Deborah Cardiologists Begin Using Beta Radiation to Prevent In-Stent Restenosis

Deborah Heart and Lung Center recently became one of two hospitals in New Jersey, and the only hospital in South Jersey, to offer patients Vascular Brachytherapy, a new catheterization treatment in which cardiologists deliver low-level beta radiation inside a previously stented artery to prevent blockages from overgrowth of cell tissue. The new procedure helps prevent the need for additional procedures, such as repeat angioplasty or bypass surgery.

More than 25 million people worldwide have been diagnosed with coronary artery disease, the leading cause of death in the United States. Each year, 800,000 people in the U.S. alone undergo coronary angioplasty to open narrowed and/or blocked arteries. More than 80 percent of these patients will receive stents, stainless-steel mesh tubes, which are placed in the narrowed arteries and act as “scaffolding” to keep the artery open. However, within six to nine months, approximately 25 percent of these patients will experience restenosis, or in-stent restenosis, due to scar tissue build-up.

“In-stent restenosis poses a very difficult challenge to cardiologists because the probability of a recurrent restenosis in previously stented patients is in the 40 to 80 percent range,” said Charles DeBerardinis, DO, Assistant Director of Deborah’s Adult Cardiac Catheterization Laboratory. “Until now, there were no therapies available to effectively treat in-stent restenosis other than repeat angioplasty or bypass surgery, which is an expensive and highly-invasive procedure that requires a long recuperation period.”
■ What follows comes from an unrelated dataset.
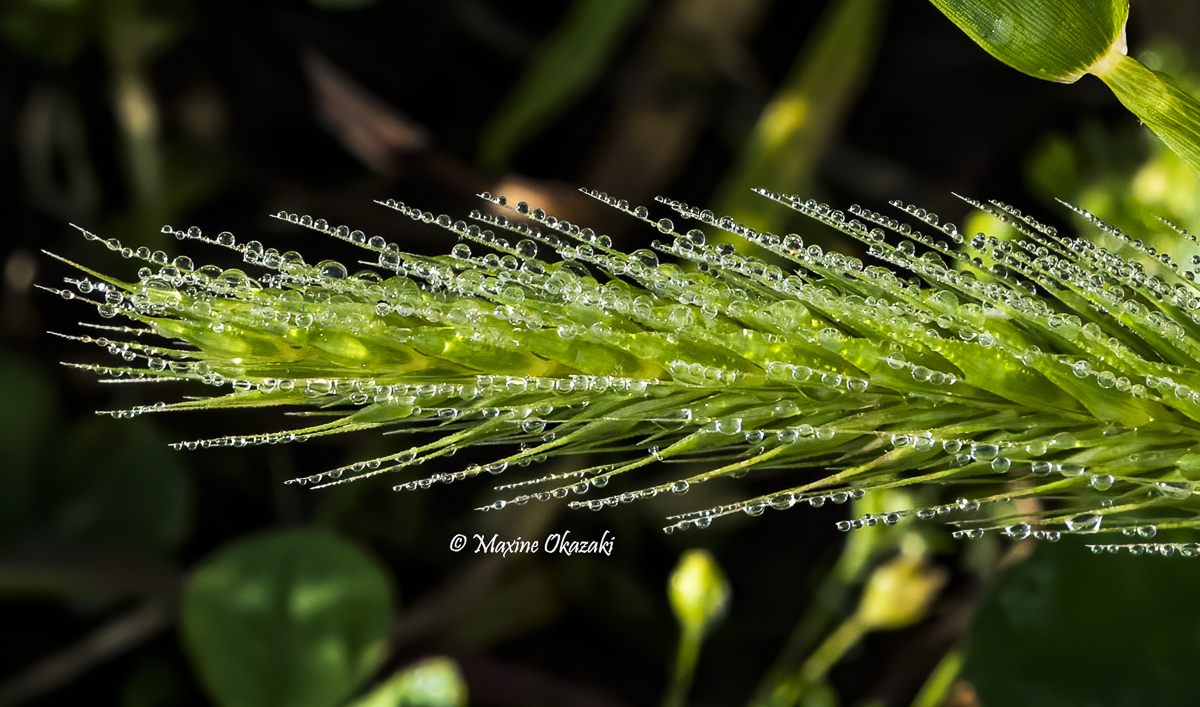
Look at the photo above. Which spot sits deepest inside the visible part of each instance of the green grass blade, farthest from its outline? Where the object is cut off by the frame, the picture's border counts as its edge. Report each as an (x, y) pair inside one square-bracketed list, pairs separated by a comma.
[(1158, 102), (1053, 40)]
At Deborah, Vascular Brachytherapy is performed using the Beta-Cath™ Delivery System, a hydraulic pressure system, about the size and shape of a shampoo bottle, which temporarily drives seeds of radioactive strontium-90 through a closed-end catheter into the patient’s heart following repeat angioplasty. The treatment adds only about ten minutes to the angioplasty procedure, patients feel no sensation as a result of the radiation, and there is no additional hospital stay beyond the typical stay associated with angioplasty.

The Beta-Cath System, developed by Novoste™ Corp., works by delivering low-dose beta radiation locally to the treated area to inhibit the overgrowth of normal tissue as the healing process occurs following angioplasty for in-stent restenosis. This strand of strontium-90 seeds, typically called a source train, at no point comes in contact with the patient’s tissue or blood and poses no additional risks to patients or staff.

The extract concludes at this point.